The council has been awarded £740,000 through the government decarbonisation funding scheme, which will be used to deliver renewable heating at City Hall, three major LED lighting retrofitting programmes, and a large solar system at the council’s new environmental services depot at Hurricane Way. The work on City Hall is especially historic, given the technical challenges presented by the building’s grade 2 listed status.
The council has also allocated £88,000 to LED lighting retrofitting for St Giles car park and Blackfriars Hall, as well as over £36,000 on more energy efficient servers. A number of further projects will be developed and delivered in the next financial year, all funded through eco-financier Salix.
In addition to its work in cutting operational emissions, the council has also been successful in applying for a £715,000 share of the £500m Green Homes Grant scheme, which will see 50 homes receive solid wall insulation/cladding, and a further 30 receive solar PV.
This project is expected to save over 30,000 tonnes of carbon due to improved energy efficiency of properties.
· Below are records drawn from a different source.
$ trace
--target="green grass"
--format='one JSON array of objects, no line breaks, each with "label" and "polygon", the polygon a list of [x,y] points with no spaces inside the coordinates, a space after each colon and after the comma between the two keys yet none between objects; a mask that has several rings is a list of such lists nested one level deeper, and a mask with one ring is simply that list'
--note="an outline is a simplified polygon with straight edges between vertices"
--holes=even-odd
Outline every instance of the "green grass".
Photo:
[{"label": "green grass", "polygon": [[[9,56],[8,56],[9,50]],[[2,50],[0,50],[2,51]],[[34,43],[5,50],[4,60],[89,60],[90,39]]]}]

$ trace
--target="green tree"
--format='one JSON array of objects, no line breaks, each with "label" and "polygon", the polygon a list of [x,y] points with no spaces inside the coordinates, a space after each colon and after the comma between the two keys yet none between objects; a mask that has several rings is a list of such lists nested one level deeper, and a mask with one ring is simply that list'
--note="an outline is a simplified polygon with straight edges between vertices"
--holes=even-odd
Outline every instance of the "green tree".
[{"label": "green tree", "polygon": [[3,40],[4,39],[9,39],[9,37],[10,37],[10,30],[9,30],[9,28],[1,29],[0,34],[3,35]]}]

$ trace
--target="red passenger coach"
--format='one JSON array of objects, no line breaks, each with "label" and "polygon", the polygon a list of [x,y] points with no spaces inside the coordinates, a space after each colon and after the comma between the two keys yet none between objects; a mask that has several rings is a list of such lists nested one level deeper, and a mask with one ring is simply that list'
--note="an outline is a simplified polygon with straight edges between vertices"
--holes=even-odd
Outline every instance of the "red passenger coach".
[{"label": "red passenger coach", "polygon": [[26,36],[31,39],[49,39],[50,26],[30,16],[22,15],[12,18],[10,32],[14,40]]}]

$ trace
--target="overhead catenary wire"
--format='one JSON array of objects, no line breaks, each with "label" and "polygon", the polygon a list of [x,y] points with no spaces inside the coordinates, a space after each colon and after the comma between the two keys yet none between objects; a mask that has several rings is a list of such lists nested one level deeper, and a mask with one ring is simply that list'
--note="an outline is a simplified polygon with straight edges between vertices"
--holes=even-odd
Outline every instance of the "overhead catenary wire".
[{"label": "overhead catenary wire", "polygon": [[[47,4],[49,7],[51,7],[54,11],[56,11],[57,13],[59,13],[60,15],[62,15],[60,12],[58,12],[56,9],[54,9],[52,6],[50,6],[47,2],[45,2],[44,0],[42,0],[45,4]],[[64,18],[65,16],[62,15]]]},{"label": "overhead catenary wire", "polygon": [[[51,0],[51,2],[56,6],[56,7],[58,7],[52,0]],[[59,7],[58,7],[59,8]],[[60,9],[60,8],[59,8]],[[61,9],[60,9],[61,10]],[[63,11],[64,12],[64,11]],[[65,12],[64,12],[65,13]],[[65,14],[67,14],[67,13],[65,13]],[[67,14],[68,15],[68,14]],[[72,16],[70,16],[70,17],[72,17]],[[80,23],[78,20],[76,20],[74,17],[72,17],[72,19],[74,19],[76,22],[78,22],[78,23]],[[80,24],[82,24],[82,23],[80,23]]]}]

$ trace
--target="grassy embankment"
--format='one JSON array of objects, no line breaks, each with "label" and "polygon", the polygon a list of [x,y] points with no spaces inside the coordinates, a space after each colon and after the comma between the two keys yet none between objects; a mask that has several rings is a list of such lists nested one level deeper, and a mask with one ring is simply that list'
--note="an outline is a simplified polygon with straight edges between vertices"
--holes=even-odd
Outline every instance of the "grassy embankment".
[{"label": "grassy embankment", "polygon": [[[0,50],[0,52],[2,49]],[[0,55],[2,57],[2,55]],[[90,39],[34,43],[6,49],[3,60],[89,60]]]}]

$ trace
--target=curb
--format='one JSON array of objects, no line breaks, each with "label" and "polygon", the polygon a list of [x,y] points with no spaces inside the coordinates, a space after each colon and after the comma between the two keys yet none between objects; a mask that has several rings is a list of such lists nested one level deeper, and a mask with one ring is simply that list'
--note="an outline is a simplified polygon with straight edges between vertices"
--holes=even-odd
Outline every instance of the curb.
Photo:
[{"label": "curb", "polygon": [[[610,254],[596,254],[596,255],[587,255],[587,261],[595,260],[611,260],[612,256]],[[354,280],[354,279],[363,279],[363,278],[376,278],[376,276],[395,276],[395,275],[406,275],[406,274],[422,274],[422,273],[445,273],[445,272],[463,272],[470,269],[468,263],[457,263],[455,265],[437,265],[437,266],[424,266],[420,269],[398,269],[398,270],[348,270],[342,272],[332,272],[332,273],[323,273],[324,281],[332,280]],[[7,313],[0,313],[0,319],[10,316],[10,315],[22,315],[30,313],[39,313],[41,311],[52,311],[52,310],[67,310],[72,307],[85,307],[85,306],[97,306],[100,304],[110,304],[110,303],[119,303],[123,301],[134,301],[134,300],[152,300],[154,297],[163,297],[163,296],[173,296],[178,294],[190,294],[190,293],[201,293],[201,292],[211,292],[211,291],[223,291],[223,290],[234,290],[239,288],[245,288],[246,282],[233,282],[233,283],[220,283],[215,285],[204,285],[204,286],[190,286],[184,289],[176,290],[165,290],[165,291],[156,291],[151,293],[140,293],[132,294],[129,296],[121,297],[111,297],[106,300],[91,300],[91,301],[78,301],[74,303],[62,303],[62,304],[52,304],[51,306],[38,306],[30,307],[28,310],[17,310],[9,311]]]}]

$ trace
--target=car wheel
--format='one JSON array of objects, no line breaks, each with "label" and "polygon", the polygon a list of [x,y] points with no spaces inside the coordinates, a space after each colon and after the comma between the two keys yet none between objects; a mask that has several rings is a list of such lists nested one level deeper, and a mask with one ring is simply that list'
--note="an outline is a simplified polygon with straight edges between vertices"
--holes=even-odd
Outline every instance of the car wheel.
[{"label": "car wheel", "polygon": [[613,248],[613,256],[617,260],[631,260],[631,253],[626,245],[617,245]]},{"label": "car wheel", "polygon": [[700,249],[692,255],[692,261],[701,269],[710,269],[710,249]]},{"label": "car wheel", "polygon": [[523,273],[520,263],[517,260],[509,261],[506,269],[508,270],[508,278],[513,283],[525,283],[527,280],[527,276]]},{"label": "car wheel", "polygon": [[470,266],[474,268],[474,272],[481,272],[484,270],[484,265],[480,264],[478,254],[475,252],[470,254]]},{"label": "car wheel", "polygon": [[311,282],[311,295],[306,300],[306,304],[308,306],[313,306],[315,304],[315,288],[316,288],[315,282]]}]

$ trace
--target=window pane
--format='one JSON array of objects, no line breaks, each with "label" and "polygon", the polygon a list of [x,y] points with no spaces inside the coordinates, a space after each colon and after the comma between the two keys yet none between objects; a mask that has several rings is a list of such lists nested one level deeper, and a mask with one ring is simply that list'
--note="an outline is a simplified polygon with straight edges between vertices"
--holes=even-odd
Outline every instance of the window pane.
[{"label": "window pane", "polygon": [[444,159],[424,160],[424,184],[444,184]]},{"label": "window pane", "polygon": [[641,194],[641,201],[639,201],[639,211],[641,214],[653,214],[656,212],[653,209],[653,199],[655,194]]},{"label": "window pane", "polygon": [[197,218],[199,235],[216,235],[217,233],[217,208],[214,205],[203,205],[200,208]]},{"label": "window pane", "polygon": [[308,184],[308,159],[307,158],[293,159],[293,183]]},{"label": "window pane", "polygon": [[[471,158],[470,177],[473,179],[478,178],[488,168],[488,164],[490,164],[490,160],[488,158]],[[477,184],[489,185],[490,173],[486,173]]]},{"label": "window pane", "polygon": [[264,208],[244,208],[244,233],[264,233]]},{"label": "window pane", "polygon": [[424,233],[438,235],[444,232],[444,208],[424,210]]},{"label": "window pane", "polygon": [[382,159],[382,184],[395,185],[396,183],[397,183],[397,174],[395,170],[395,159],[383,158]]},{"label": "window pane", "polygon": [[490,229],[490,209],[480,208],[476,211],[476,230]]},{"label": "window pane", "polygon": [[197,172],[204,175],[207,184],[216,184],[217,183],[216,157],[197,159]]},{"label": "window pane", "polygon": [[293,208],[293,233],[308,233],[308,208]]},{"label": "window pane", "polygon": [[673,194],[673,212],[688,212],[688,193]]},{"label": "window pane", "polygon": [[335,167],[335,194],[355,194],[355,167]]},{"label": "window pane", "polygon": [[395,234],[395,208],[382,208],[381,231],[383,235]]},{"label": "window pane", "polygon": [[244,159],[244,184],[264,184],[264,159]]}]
The grant was awarded earlier this month, and work is already progressing at pace to deliver the scheme before the September 2021 deadline. The council and Broadland Housing Association have also submitted a joint bid for £356,410, to help environmentally retrofit some of the least energy-efficient homes in the city.
Work is also still progressing with UK Power Networks to develop opportunities for on-street electrical charging points, to add the existing supply in the city including eight provided by the council. This scheme, called Charge Collective, aims to generate cut-price opportunities to instal these points, predominantly in typically terraced areas without much off-road parking. The city council is responsible for highlighting areas with likely high take-up of this initiative, with potential for up to 45 points to be installed with appropriate backing.